I started this blog to help me talk thru my emotions.  I figured since my emotions got me here maybe in turn they would take me out.  Instead of dealing with my emotions I would stuff them deep down side by stuffing my face full of food. 

Figuring this all out leaves you vulnerable and naked, but at the same time, it feels good to shed the layers and find myself.  Those who love me unconditionally thru this journey will be there in the end, but it's also hard parting with those who don't.

When you start losing weight, while you think everyone will be supportive, you will also find those who quietly try to sabotage you.  It's easier for them to do that so they feel less guilty or bad about who they are. 

I went to a seminar this weekend and it really opened my eyes to finding who those saboteurs are around me and how I allow myself to be open to them.  Today I choose to be different and stand tall and strong against them.  I will no longer allow myself to be distracted by them.  Please remind me of this when I am feeling weak.

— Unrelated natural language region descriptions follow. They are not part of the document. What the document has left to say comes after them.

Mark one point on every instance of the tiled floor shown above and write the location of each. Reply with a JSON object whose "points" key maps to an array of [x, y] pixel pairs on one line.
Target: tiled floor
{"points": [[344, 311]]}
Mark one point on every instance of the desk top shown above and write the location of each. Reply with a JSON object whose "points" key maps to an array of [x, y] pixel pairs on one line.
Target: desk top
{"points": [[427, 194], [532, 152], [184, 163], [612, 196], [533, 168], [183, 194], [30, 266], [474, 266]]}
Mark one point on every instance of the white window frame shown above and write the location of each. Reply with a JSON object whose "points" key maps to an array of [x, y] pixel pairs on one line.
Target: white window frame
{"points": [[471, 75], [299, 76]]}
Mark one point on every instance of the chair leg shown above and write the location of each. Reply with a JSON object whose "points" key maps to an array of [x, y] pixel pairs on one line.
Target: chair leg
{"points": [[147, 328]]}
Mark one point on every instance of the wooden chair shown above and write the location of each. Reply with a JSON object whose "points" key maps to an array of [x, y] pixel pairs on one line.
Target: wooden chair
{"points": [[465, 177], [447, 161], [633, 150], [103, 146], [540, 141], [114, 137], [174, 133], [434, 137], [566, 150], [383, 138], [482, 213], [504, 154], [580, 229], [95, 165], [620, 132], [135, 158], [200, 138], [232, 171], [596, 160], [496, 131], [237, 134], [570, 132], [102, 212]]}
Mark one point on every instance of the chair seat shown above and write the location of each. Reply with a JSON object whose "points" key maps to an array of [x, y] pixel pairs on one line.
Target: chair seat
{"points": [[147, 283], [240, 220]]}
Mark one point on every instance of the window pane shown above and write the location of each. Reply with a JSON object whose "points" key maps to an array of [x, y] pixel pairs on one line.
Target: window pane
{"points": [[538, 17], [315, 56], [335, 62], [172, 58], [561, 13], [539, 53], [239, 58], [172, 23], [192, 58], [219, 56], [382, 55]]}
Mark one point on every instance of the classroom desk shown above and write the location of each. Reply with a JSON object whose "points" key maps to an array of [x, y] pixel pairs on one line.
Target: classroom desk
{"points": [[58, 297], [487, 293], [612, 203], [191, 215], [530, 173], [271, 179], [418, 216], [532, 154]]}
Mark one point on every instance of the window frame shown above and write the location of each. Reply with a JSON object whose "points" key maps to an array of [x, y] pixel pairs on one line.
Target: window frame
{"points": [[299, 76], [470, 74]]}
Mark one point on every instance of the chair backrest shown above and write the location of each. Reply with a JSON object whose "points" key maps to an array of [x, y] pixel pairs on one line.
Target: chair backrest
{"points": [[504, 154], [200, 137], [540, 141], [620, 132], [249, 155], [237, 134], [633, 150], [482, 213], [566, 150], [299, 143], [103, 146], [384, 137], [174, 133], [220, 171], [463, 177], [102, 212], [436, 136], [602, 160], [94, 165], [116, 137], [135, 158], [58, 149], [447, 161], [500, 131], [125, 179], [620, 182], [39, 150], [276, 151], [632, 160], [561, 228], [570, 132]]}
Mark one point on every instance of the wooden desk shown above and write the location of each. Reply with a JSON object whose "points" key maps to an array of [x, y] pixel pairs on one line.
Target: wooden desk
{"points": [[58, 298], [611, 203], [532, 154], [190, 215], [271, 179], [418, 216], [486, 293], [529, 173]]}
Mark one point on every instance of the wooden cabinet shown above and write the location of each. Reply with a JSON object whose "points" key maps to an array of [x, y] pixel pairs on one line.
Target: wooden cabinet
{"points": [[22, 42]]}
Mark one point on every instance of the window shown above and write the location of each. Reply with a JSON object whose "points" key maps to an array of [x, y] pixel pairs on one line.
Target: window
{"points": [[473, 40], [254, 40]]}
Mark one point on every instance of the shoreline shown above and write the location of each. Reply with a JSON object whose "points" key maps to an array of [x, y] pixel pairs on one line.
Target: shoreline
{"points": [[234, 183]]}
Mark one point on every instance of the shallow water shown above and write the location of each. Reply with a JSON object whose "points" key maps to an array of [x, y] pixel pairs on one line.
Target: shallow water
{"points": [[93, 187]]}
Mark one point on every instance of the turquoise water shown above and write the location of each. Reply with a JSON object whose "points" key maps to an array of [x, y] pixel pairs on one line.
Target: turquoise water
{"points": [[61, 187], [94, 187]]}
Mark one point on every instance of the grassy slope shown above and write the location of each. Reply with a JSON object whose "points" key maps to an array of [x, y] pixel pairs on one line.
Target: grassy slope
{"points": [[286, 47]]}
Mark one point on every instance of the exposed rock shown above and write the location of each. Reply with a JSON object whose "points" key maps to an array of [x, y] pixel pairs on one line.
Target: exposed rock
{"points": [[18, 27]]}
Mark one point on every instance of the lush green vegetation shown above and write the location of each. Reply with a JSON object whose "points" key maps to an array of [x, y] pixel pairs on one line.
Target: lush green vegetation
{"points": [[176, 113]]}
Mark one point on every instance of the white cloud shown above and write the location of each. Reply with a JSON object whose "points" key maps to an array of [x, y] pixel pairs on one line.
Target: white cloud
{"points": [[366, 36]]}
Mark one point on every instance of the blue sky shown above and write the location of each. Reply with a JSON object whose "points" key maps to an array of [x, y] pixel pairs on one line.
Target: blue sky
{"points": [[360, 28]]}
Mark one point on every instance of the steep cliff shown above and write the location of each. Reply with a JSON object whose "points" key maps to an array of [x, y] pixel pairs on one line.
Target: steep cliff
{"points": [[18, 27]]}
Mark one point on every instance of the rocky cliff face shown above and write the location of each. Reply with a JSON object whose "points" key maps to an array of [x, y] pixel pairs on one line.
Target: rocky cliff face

Sunday morning I started a new breakfast routine.  Veggies in my eggs.  Oh yes, I never liked veggies as a child.  Slowly I am learning to like them.   I figured if I eat them often enough they will grow on me as my other new food choices did.  I'm happy to say as of this morning, I'm down 42lbs from my biggest weight.  I know if I keep making the right choices I'll be able to keep adding to that number.